= Alberto Varela (businessman) =

Argentine ayahuasca entrepreneur (1960–2023)

Alberto José Varela was an Argentine businessman who ran Inner Mastery, an organisation based in Spain that offers ayahuasca therapy and that has been the subject of police investigations and criminal charges. He died in October 2023.

==Biography==
===Early life and career===
Alberto José Varela was born in Santa Fe, Argentina, in 1960. He opened his first company, selling clothes, at the age of 17, and by the time he was 30, he had a wife and three kids. After his wife left him, he started a consulting firm with a partner. In 1999, Varela followed his ex-wife and kids to Madrid, Spain, and a year later, he had his first experience with ayahuasca, in Bogotá, Colombia. Upon his return to Spain, he opened an alternative medicine centre. By the mid-2000s, he began offering ayahuasca ceremonies and opened several more centres. At the time, it was possible to import ayahuasca into the country, as its legal status was uncertain.

In 2008, Varela was arrested for "crimes against public health" after one of his villas was raided and 40 kilograms of ayahuasca were discovered. Reportedly, there were 21 people (including three children) in the house, watching pornography while they waited to take part in an ayahuasca ceremony. Varela was imprisoned for 14 months. Released in 2011, he immediately set out to expand his business, publishing a memoir as well as a free magazine that promoted new-age therapies.

===Inner Mastery===
In 2013, Varela purchased a Facebook group focused on ayahuasca use among Westerners and launched a community he called Ayahuasca International. Later that year, he created the School of Ayahuasca, a training academy for people interested in self-administering the psychedelic brew. Both entities fell under the umbrella of Inner Mastery, which had been formed that year.
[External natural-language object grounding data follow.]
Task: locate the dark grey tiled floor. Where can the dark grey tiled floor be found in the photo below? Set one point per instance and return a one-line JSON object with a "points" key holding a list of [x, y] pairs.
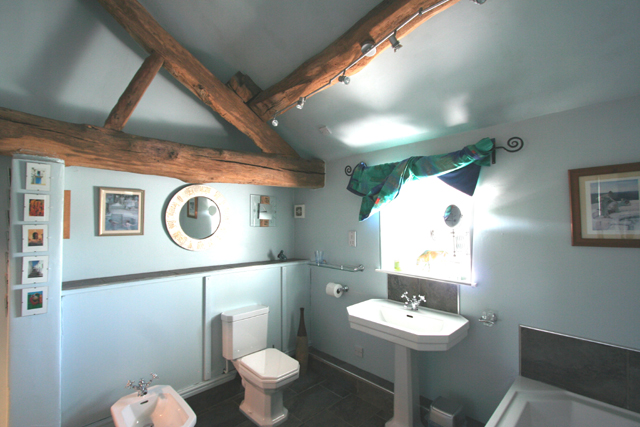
{"points": [[314, 400]]}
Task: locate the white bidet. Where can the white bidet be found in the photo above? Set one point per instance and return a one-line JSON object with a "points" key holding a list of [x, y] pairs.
{"points": [[162, 406]]}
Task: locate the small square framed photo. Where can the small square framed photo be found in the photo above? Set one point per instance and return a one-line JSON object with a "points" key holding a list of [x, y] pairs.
{"points": [[38, 177], [35, 238], [35, 269], [36, 207], [192, 208], [35, 300], [298, 211], [121, 212]]}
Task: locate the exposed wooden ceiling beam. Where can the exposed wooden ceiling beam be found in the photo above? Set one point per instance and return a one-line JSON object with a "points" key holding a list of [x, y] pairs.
{"points": [[101, 148], [320, 69], [137, 21], [133, 94]]}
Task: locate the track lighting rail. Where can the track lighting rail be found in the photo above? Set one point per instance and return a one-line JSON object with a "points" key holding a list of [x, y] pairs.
{"points": [[342, 77]]}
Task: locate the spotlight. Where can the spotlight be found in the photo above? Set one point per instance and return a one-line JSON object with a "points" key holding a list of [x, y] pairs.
{"points": [[344, 79], [368, 48], [395, 44]]}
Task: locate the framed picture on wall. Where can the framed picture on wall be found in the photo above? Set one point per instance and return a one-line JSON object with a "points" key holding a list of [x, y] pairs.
{"points": [[35, 238], [192, 208], [38, 177], [36, 207], [35, 300], [35, 269], [121, 212], [605, 206], [298, 211]]}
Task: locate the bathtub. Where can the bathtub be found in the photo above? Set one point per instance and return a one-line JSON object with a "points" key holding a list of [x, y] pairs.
{"points": [[531, 403]]}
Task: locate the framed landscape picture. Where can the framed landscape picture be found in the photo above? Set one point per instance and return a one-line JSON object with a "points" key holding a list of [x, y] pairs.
{"points": [[38, 177], [35, 269], [36, 207], [35, 238], [35, 300], [605, 206], [121, 212]]}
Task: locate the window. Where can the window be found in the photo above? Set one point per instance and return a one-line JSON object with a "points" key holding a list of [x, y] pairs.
{"points": [[416, 240]]}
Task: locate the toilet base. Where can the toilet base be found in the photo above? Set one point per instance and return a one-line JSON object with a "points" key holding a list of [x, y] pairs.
{"points": [[263, 407]]}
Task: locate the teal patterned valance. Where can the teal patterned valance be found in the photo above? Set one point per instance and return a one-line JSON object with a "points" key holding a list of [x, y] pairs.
{"points": [[380, 184]]}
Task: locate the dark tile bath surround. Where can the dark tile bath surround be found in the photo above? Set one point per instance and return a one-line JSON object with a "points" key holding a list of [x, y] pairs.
{"points": [[596, 370]]}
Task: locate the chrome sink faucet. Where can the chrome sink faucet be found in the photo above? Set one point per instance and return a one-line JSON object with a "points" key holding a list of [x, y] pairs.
{"points": [[142, 385], [413, 303]]}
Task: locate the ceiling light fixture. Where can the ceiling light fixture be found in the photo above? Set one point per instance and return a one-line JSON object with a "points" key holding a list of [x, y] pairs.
{"points": [[395, 44], [369, 49]]}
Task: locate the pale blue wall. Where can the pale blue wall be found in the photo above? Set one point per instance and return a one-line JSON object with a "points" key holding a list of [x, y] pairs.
{"points": [[87, 255], [5, 163], [524, 263]]}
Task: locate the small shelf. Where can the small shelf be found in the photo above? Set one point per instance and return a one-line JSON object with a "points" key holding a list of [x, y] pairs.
{"points": [[349, 268]]}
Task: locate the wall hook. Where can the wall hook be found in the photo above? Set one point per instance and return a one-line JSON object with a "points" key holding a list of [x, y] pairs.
{"points": [[515, 144], [349, 170], [488, 318]]}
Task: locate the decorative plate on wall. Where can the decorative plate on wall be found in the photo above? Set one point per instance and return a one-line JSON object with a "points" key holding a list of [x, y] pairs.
{"points": [[196, 217]]}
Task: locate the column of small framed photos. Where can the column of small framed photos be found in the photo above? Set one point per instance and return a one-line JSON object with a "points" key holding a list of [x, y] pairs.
{"points": [[35, 238]]}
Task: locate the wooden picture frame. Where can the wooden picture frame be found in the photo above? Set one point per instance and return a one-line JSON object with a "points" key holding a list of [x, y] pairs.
{"points": [[605, 206], [36, 207], [35, 238], [192, 208], [121, 212], [35, 300], [35, 269], [38, 177]]}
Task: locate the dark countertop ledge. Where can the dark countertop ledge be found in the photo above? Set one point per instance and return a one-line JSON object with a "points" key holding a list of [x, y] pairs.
{"points": [[154, 275]]}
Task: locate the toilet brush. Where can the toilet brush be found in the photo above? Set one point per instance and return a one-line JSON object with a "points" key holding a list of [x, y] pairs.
{"points": [[302, 345]]}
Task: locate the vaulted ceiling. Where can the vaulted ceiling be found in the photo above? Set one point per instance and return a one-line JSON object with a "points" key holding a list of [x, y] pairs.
{"points": [[469, 67]]}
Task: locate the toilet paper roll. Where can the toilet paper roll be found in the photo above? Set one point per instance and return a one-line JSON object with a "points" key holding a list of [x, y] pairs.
{"points": [[334, 290]]}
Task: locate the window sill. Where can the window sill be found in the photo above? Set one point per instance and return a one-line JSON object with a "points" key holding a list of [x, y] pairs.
{"points": [[454, 282]]}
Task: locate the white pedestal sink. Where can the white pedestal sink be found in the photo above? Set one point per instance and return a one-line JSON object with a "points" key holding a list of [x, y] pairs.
{"points": [[410, 331]]}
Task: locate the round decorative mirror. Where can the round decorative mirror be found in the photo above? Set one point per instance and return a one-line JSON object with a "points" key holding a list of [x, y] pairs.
{"points": [[452, 215], [196, 216]]}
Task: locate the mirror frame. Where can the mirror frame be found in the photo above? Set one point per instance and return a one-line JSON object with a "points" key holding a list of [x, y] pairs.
{"points": [[172, 217]]}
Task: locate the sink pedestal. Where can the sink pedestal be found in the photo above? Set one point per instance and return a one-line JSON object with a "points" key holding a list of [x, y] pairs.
{"points": [[406, 390]]}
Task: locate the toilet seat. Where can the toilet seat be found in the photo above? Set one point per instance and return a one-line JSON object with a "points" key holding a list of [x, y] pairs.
{"points": [[269, 368]]}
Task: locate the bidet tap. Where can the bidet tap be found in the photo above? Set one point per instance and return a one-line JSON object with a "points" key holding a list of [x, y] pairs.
{"points": [[412, 303], [142, 386]]}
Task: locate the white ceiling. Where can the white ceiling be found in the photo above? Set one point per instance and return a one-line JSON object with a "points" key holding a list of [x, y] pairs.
{"points": [[469, 67]]}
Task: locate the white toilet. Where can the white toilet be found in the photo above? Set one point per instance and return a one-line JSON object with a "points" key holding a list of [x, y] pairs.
{"points": [[264, 371]]}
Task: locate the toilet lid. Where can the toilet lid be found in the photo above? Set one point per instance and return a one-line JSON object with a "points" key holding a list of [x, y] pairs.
{"points": [[270, 363]]}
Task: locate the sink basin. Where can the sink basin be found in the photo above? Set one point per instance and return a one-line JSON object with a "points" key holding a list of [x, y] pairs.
{"points": [[160, 407], [411, 331], [423, 330]]}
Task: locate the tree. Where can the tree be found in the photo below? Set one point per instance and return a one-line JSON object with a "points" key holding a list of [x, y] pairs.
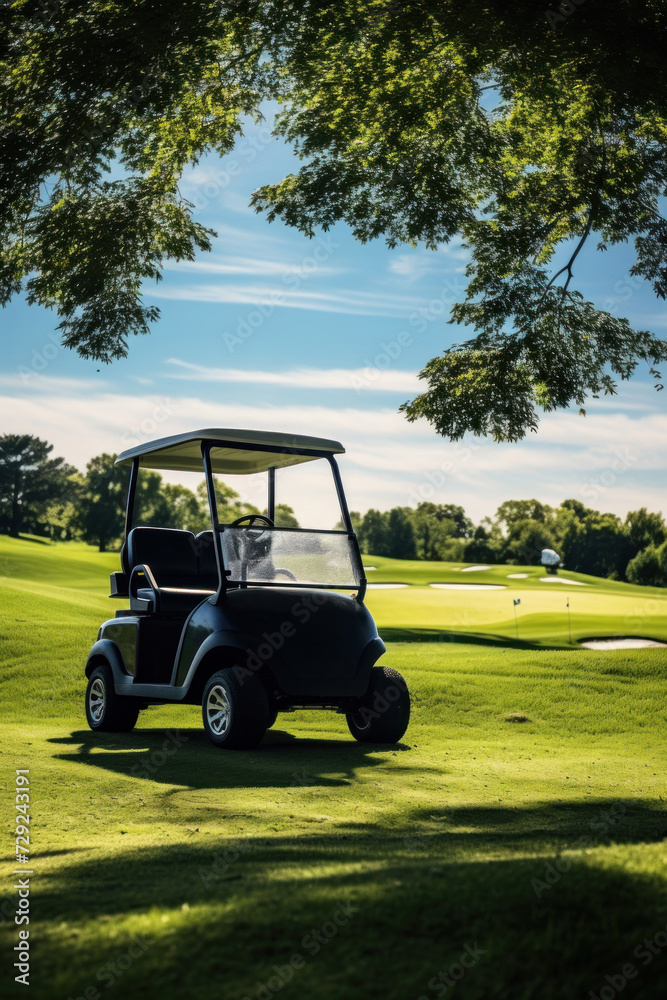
{"points": [[644, 528], [433, 529], [374, 533], [649, 567], [101, 512], [525, 541], [512, 511], [401, 535], [517, 128], [30, 481], [596, 544]]}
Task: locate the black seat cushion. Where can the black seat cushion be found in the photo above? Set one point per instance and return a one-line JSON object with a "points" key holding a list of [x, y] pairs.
{"points": [[172, 557], [170, 553]]}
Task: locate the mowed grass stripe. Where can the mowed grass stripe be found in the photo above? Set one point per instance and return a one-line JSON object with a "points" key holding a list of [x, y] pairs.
{"points": [[440, 842]]}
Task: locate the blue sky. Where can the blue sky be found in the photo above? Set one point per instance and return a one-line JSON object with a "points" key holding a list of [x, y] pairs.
{"points": [[326, 336]]}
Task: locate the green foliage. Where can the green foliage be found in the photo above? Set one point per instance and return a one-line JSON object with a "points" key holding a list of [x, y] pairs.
{"points": [[649, 567], [101, 510], [30, 483], [415, 122]]}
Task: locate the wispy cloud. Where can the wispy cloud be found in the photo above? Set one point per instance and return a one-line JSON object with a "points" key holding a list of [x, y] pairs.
{"points": [[342, 301], [415, 264], [611, 461], [302, 378], [253, 266]]}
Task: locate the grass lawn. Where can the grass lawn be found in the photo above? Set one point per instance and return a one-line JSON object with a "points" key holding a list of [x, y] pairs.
{"points": [[480, 858]]}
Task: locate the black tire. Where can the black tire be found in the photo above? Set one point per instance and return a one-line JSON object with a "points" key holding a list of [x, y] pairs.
{"points": [[384, 715], [106, 711], [235, 709]]}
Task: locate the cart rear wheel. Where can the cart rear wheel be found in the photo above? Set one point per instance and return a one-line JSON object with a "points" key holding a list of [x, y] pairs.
{"points": [[235, 709], [385, 712], [106, 711]]}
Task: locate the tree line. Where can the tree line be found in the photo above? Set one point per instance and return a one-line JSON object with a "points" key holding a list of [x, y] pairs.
{"points": [[588, 541], [45, 496]]}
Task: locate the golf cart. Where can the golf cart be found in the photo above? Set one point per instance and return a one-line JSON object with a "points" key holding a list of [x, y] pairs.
{"points": [[248, 619]]}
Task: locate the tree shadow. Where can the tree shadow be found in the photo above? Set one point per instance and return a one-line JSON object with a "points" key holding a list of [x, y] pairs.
{"points": [[413, 896], [186, 757], [489, 639]]}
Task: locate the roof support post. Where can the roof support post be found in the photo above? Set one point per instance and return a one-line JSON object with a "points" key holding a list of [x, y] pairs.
{"points": [[271, 505], [213, 505]]}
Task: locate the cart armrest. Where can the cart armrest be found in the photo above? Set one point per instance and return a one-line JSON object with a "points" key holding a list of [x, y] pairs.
{"points": [[118, 585], [142, 576]]}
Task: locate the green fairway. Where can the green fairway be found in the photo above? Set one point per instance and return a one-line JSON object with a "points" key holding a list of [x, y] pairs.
{"points": [[481, 857]]}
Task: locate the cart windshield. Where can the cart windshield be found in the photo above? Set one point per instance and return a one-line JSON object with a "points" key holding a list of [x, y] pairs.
{"points": [[263, 555]]}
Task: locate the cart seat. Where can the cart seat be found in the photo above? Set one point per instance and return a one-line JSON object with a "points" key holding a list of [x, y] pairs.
{"points": [[164, 571]]}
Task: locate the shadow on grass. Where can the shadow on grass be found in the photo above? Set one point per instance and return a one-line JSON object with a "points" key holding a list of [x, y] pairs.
{"points": [[33, 539], [186, 757], [471, 638], [415, 896]]}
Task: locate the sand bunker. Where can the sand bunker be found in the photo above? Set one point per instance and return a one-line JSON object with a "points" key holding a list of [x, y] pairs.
{"points": [[622, 643]]}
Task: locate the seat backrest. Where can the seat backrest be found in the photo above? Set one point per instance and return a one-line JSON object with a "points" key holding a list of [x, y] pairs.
{"points": [[170, 553], [208, 566]]}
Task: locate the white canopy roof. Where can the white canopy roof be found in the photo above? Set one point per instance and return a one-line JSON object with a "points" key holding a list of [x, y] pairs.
{"points": [[233, 451]]}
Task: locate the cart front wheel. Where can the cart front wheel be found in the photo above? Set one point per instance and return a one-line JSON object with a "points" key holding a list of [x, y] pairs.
{"points": [[106, 711], [235, 709]]}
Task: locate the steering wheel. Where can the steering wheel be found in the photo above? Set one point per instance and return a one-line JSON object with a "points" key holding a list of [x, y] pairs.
{"points": [[252, 518]]}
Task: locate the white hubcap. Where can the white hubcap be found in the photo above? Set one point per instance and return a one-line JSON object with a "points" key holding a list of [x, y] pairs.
{"points": [[218, 710], [97, 700]]}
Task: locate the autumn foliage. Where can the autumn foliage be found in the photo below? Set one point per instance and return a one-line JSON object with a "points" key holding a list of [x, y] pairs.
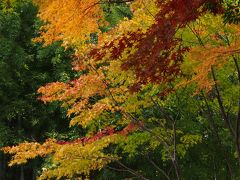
{"points": [[122, 74]]}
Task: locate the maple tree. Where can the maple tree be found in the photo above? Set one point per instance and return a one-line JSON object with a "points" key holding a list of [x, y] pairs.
{"points": [[125, 72]]}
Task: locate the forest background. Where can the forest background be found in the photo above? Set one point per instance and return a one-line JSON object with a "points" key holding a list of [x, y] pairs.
{"points": [[119, 89]]}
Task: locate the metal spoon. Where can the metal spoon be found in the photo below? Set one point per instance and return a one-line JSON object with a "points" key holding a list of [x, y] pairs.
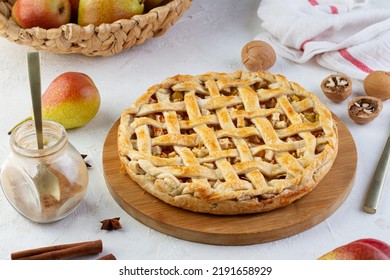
{"points": [[47, 182]]}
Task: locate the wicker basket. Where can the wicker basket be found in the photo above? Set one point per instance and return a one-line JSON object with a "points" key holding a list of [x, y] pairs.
{"points": [[102, 40]]}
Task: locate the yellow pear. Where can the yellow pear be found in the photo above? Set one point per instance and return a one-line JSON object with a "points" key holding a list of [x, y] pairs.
{"points": [[72, 99], [102, 11]]}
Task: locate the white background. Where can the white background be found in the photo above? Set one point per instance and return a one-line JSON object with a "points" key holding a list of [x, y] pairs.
{"points": [[209, 37]]}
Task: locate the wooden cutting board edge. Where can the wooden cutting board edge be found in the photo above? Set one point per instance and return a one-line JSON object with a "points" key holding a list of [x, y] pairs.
{"points": [[232, 230]]}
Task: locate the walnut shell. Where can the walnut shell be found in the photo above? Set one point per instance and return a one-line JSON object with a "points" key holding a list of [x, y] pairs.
{"points": [[377, 84], [363, 109], [258, 55], [337, 87]]}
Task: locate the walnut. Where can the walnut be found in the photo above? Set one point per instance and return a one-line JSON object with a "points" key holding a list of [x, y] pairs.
{"points": [[337, 87], [377, 84], [364, 109], [258, 55]]}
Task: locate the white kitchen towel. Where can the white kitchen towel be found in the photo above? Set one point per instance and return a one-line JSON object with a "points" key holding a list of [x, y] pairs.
{"points": [[345, 36]]}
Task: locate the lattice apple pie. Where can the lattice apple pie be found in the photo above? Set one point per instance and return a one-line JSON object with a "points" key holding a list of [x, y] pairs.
{"points": [[227, 143]]}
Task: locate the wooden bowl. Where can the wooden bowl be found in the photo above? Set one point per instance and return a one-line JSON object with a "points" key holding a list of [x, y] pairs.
{"points": [[363, 109], [335, 91]]}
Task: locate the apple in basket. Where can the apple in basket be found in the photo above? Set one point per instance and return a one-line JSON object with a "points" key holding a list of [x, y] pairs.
{"points": [[102, 11], [41, 13]]}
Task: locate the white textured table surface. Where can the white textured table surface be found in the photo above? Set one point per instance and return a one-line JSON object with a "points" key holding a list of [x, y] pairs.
{"points": [[209, 37]]}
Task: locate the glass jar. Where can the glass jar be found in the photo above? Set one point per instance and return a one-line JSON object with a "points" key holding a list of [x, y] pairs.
{"points": [[46, 184]]}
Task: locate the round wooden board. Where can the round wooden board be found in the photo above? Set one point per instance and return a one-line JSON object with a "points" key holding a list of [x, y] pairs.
{"points": [[299, 216]]}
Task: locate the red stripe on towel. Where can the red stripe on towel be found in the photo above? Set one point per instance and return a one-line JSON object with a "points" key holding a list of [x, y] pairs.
{"points": [[334, 10], [360, 65]]}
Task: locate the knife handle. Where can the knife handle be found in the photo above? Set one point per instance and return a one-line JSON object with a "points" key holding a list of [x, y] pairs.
{"points": [[377, 182]]}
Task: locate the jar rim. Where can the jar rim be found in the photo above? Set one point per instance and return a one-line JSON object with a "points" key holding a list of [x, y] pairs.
{"points": [[54, 129]]}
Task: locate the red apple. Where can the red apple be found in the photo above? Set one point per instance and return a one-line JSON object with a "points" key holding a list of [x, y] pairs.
{"points": [[362, 249], [72, 99], [41, 13]]}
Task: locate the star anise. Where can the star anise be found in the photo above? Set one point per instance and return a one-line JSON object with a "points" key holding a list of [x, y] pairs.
{"points": [[111, 224]]}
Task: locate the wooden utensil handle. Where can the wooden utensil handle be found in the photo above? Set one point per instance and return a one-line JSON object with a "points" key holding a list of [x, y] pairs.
{"points": [[372, 198], [34, 73]]}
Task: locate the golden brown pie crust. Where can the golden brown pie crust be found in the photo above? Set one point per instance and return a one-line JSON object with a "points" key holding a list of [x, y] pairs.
{"points": [[227, 143]]}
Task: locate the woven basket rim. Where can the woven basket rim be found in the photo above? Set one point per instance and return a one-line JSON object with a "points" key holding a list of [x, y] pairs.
{"points": [[112, 37]]}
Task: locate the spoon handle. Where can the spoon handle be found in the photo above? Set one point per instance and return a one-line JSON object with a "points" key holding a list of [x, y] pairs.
{"points": [[378, 180], [34, 74]]}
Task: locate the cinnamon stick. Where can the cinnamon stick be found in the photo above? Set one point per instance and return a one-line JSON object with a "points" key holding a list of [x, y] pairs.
{"points": [[107, 257], [60, 252]]}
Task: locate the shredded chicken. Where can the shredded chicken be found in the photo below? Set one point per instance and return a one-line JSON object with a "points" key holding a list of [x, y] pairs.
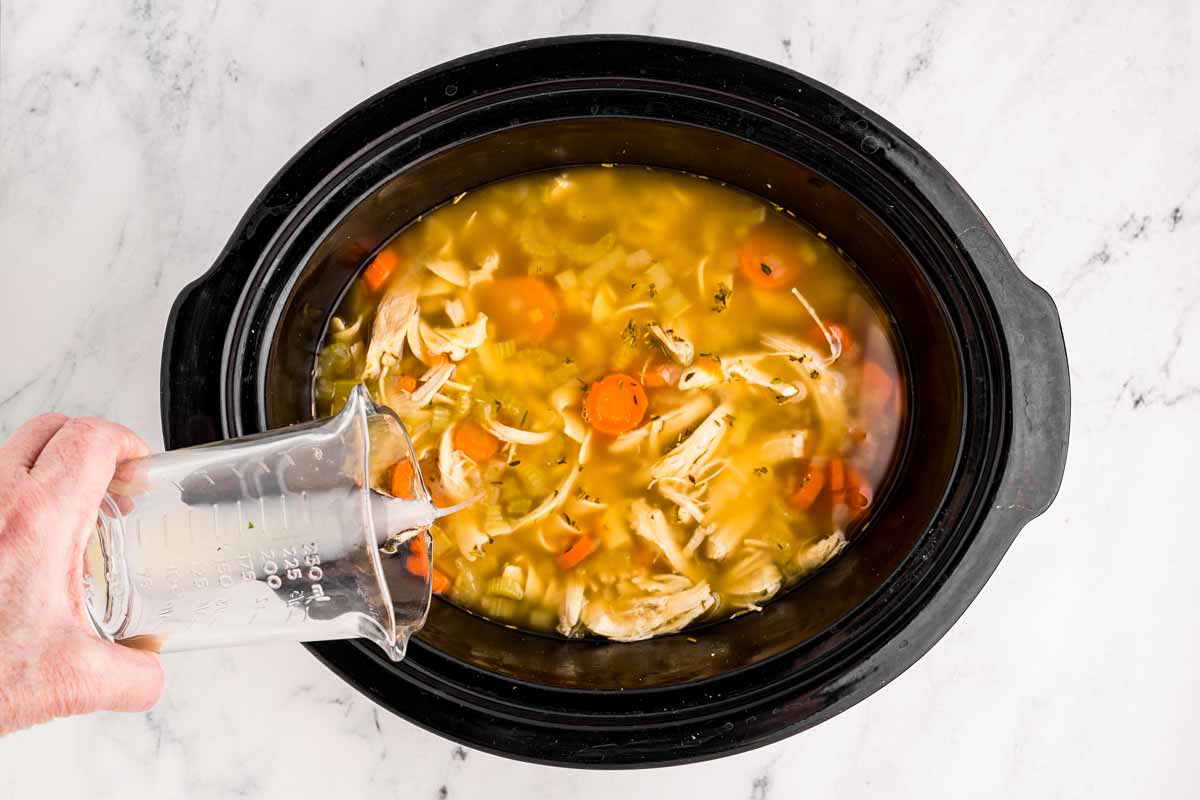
{"points": [[459, 473], [820, 553], [455, 312], [467, 534], [723, 539], [343, 332], [667, 426], [652, 524], [485, 272], [744, 368], [679, 348], [455, 342], [633, 619], [694, 453], [430, 384], [449, 271], [514, 435], [573, 606], [691, 509], [565, 400], [700, 377], [831, 337], [787, 445], [396, 310], [751, 578], [559, 495]]}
In 2015, the Cofán community in Putumayo Department, Colombia, who Varela claimed had certified him as the first Westerner to administer ayahuasca ceremonies, and from whom he sourced the plants, claimed he was an impostor who had never received such authorisation. They also accused him of reneging on his promise of financial remittances. Varela threatened to sue the community, and Inner Mastery conferences in the United States began experiencing protests from Indigenous people.

Incidents connected to Inner Mastery began to be reported, including that of a Hungarian man who appeared to have committed suicide shortly after attending an event held in Eindhoven, Netherlands, in 2019. Several arrests subsequently took place at the centre hosting the event, and three individuals were charged with drug-related offences. A second death was reported in Haarlem, Netherlands, later the same year, and two drug-related convictions followed in 2022.

Investigations of Inner Mastery began in the 2020s. In 2023, a villa in Madrid was raided by riot police, at the same time as five other retreat centres in Spain, leading to several arrests, including Varela, for drug possession.

At its peak, the organization offered ayahuasca retreats in 40 different countries, with over 130 staff running 1,000 retreats for 30,000 customers each year in centres that operated like communes. It also had a travel agency, a streaming service, and even its own cryptocurrency. By 2025, after the 2023 death of its founder as well as numerous court cases and legal complaints, Inner Mastery was only active in 13 countries.

===Death===
Varela, who had been diagnosed with a brain tumour in July 2023, died in October. At the time of his death, he was facing criminal charges of drug possession and sexual assault.